L’éducation ne doit pas dépendre de groupes privés qui contrôlent la production des manuels scolaires. Pour garantir l’égalité d’accès au savoir, il est nécessaire de mettre en ligne gratuitement l’ensemble du programme scolaire français, de la maternelle à l’enseignement supérieur.
L’accès au savoir est un pilier fondamental de la République. Pourtant, une grande partie de la transmission scolaire en France dépend aujourd’hui d’éditeurs privés, dont certains sont désormais contrôlés par de grands groupes industriels ou des milliardaires. Cette situation soulève un enjeu démocratique majeur : lorsqu’un acteur économique détient une part significative du marché des manuels scolaires, il influence indirectement la manière dont les connaissances, l’histoire ou les sciences sont mises en récit. Le cas des acquisitions de maisons d’édition scolaires par Vincent Bolloré illustre ce risque, puisque des acteurs privés se retrouvent désormais en position d’orienter l’édition de manuels utilisés dans nos écoles.
Pour garantir une éducation véritablement indépendante, il est indispensable que la base même de la transmission — les contenus pédagogiques — redevienne un patrimoine public. Je propose ainsi de mettre intégralement en ligne, gratuitement, l’ensemble du programme scolaire français, de la maternelle jusqu’aux études supérieures. Il ne s’agit pas seulement de publier des programmes théoriques, mais de rendre disponibles les contenus pédagogiques eux-mêmes : cours rédigés, synthèses, exercices, corrigés, fiches de méthode, ressources multimédias, références et bibliographies. Une telle bibliothèque aurait vocation à être régulièrement mise à jour, relue et validée par des équipes d’enseignants et par la communauté universitaire.
Les bénéfices seraient multiples. D’abord, cette plateforme réaffirmerait l’universalité de l’école publique : chacun pourrait apprendre, reprendre ses études ou surmonter un décrochage scolaire sans avoir à acheter le moindre manuel. Les familles les plus modestes économiseraient des centaines d’euros, tandis que les adultes en reconversion ou les personnes éloignées de l’emploi disposeraient d’un accès direct et complet aux connaissances. Le numérique permettrait également de toucher les zones rurales, les territoires ultramarins et les régions peu dotées en ressources pédagogiques.

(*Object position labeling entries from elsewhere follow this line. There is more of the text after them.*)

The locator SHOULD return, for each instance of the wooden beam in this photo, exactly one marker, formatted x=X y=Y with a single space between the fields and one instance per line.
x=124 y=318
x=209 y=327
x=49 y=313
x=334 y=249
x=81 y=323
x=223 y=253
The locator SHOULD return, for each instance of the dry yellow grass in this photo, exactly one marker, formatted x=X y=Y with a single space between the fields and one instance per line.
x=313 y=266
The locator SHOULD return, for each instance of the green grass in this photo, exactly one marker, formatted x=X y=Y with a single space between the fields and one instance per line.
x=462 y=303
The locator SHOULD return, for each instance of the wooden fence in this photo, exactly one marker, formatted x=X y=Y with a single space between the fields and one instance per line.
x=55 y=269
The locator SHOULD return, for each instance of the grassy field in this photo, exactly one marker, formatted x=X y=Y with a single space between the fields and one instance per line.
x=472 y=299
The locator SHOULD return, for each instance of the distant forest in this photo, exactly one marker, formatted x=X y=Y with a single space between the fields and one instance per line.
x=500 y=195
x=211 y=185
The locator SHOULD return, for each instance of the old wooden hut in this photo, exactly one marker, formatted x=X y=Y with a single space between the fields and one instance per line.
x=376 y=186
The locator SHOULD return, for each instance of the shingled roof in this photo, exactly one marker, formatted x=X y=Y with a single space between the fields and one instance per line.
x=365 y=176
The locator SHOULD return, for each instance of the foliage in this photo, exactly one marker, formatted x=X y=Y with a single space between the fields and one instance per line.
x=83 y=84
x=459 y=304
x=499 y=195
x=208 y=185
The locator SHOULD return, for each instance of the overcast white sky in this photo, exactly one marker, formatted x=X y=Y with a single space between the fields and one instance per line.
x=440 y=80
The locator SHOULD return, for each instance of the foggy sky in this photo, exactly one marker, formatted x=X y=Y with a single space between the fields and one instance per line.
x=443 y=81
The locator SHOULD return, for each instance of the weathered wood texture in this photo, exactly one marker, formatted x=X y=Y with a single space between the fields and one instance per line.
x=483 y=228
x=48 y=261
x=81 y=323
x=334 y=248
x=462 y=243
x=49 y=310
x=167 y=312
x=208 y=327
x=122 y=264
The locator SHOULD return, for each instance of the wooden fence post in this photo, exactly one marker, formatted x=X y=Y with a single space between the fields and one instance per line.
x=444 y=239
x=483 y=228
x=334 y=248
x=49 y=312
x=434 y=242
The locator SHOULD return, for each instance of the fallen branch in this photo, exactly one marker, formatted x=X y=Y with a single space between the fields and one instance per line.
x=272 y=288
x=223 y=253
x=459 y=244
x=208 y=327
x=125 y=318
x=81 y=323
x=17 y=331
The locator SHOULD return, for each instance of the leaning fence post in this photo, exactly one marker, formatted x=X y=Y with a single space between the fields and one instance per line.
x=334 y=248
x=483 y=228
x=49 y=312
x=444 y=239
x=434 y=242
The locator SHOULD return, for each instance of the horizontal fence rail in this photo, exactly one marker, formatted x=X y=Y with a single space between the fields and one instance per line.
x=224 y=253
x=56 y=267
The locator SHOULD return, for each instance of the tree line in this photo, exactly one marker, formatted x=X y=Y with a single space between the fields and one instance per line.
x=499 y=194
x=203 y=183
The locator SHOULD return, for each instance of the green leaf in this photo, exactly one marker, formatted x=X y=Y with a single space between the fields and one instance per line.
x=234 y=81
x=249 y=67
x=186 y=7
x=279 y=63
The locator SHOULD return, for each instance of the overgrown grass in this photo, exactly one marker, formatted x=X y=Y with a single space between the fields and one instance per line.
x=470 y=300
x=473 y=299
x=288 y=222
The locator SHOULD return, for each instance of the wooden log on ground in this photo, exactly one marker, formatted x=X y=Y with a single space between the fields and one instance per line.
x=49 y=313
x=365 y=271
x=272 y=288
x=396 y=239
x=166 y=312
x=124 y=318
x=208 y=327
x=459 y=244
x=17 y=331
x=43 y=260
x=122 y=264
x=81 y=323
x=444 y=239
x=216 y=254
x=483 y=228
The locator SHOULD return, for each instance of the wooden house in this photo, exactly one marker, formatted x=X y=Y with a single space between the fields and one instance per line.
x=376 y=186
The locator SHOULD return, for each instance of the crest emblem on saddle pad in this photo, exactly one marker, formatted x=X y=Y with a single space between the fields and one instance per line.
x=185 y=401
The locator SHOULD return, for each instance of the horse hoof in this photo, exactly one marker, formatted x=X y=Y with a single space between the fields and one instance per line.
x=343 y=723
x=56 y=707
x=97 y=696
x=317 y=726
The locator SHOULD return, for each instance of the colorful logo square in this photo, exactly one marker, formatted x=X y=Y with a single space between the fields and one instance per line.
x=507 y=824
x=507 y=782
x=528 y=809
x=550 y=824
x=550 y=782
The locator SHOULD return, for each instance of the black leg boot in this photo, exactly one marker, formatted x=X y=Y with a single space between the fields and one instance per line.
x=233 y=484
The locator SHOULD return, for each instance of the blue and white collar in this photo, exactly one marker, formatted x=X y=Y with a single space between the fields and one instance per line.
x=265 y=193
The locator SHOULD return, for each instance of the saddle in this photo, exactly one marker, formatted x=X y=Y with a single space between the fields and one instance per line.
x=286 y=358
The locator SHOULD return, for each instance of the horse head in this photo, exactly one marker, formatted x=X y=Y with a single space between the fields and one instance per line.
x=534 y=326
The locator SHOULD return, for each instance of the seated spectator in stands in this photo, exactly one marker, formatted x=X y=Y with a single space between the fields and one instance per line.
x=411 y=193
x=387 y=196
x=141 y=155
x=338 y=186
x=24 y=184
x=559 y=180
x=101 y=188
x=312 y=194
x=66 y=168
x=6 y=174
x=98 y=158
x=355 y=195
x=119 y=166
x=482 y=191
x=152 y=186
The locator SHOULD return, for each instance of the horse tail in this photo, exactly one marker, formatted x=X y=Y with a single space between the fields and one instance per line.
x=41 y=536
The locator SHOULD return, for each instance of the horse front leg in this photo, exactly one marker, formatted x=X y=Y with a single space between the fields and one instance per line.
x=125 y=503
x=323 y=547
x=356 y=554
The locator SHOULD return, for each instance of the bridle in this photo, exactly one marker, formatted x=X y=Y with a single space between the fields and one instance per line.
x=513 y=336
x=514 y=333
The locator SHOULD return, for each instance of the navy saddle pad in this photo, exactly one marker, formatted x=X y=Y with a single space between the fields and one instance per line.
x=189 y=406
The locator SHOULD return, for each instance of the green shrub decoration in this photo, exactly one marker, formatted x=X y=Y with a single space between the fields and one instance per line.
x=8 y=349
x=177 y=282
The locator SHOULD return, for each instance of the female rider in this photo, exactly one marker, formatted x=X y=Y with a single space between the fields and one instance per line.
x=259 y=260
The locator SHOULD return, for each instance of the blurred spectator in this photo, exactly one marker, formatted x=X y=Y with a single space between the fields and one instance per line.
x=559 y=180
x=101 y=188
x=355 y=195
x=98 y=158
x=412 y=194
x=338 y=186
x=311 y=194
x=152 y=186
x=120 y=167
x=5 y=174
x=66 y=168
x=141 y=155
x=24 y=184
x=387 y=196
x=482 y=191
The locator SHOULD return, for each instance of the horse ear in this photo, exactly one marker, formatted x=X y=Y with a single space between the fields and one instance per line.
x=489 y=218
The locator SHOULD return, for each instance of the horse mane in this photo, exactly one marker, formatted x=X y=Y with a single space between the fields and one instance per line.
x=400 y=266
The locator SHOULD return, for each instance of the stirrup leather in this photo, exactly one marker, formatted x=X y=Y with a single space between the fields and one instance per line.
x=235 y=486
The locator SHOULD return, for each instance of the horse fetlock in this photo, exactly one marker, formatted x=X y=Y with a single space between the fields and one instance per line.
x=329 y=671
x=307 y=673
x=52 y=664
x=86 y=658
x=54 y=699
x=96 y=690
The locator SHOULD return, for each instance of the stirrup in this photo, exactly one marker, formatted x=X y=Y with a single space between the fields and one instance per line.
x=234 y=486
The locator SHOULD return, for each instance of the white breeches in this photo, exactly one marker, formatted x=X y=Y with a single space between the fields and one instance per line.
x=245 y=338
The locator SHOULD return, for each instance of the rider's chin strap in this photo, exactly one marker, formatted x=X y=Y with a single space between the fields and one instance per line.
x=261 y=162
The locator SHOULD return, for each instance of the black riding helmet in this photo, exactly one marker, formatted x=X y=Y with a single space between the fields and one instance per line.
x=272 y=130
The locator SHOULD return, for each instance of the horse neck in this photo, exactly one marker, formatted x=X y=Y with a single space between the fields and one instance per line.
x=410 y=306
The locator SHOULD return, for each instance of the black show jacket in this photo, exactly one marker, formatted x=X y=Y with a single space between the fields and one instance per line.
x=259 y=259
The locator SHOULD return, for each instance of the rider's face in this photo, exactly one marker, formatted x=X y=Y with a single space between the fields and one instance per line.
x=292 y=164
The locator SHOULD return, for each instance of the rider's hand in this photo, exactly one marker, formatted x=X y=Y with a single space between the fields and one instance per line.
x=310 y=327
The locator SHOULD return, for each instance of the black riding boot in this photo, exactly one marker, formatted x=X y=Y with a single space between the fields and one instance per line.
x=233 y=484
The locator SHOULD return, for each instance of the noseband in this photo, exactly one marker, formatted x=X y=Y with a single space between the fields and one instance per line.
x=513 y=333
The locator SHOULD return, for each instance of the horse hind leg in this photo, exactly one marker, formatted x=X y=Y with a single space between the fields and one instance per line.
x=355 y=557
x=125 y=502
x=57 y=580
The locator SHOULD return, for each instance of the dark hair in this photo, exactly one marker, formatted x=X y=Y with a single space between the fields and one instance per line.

La France montrerait ainsi qu’elle croit en la puissance émancipatrice du savoir partagé.
Ensuite, cette politique renforcerait la confiance dans l’institution scolaire. Les contenus seraient transparents, vérifiables, accessibles à tous, sans risque d’influence commerciale ou idéologique. Les enseignants pourraient s’appuyer sur ces ressources communes pour préparer leurs cours, et les élèves bénéficieraient d’un corpus cohérent et stable. En mettant en avant les travaux de nos universitaires, de nos chercheurs et de nos écoles, cette bibliothèque servirait aussi à valoriser notre patrimoine scientifique, culturel et intellectuel.
Enfin, un tel projet contribuerait au rayonnement international de la France. Beaucoup de pays regardent déjà nos programmes, nos méthodes pédagogiques, nos écoles d’ingénieurs et nos universités. Rendre ces contenus libres d’accès ferait de la France un pays pionnier du partage éducatif, dans l’esprit de l’UNESCO et du service public. Ce serait une contribution majeure à la diffusion mondiale du savoir, de la culture et des valeurs humanistes.
Rendre l’intégralité du programme scolaire accessible gratuitement en ligne, ce n’est pas concurrencer les éditeurs privés ni appauvrir la diversité culturelle. C’est garantir qu’aucun citoyen ne soit empêché d’apprendre pour des raisons économiques. C’est réaffirmer que le savoir appartient à tous. Et c’est donner à la France une occasion historique de montrer que l’éducation peut être un véritable bien commun mondial.